Monday, November 10, 2008

love to love and love and love.

i skipped painting cls today, cramps. oh so horrid were they.
am now on couch in living room with dad, watching tmz, he loooves tmz. dude with the long blonde hair has that shirt i got from gdwill and lost.

is texas the land of my opportunities? or just disappointments. all the hopes i have for it, false hope, little castles of cards i build up here on this island.
sometimes i just don't have things to say. recently i don't like talking to people, outside my family. it's strange, not even online. back and forth stuff stresses me out.

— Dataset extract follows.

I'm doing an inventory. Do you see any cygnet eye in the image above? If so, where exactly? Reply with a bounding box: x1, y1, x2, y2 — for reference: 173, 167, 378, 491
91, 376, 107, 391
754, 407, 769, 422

sometimes i watch movies, or tv shows, and see characters and think how much i love them and wonder why the ohter character doens't. and i want him in my life, that character.
like luke wilson in "the royal tenenbaums" i think, aw i want him but then i think wait maybe i already have him? is alex my richy tenenbaum? i mark people in my life as characters but i don't like them the same way i like the actual characters. i think, margot why don't you love richie? but is it the same reason i don't love alex? is it the same?
i'd like to think not, i'd like to think that no one in my life is one of those characters i adore, i like my dreams, my unrealistic expectations.
it doesn't matter if i don't make sense.

i want to make clothes every time i watch gossip girl.
i'm going ot watch my face and get in bed and watch gossip girl and want to make clothes.